Walter Bumby
- Full name: Walter Bumby
- Born: 26 October 1860 Pendlebury, England
- Died: fourth ¼ 1936 (aged 76) Barton-upon-Irwell, England
- Height: 5 ft 9 in (1.75 m)
- Weight: 11 st 13 lb (76 kg)

Rugby union career
- Position: Half-back

Senior career
- Years: Team / Apps / (Points)
- 1880-96: Swinton / 333
- 1885-92: Lancashire / 23

International career
- Years: Team / Apps / (Points)
- 1888: British Isles / 23

= Walter Bumby =

British Lions international rugby union player

Walter Bumby (born 26 October 1860 – fourth ¼ 1936) was an English rugby union footballer who played in the 1880s and 1890s.

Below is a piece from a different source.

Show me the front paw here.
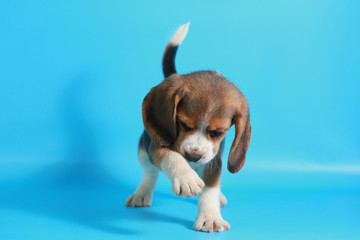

He played at representative level for British Isles, and Lancashire, and at club level for Swinton (captain), as a half-back. Prior to Tuesday 2 June 1896, Swinton were a rugby union club.

==Background==
Walter Bumby was born in Pendlebury, Lancashire, and his death aged 76 was registered in Barton-upon-Irwell, Lancashire.

==Playing career==
Walter Bumby first played rugby for his local club in his home town of Pendlebury as a three-quarter back in 1879. He was selected for the more prestigious Swinton club during the 1880/81 season playing in his usual position. During the 1882 season he was switched to the half back and his success in that position saw the club adopt him behind the scrimmage from that point on. During the 1882/83 season he was a constant choice in the Swinton team, amassing 23 tries.

Despite his success at club level, he found it difficult to break into the county team, and during the 1883/84 season he was the first choice reserve on four occasions, though never receiving a call-up. In 1885 he got his break, when he was selected to represent Lancashire, in a game against Cheshire. He again played for Lancashire in the 1887/88 season with games against Somerset and Durham.

In 1888 Bumby was invited to join the British Isles tour of New Zealand and Australia. He played in 23 games of the tour, scoring five tries, though the team played no matches against international opposition.

==Career==
Bumby was the landlord of a public house.

==Personal life==
Bumby married in 1890 in Barton-upon-Irwell, Lancashire.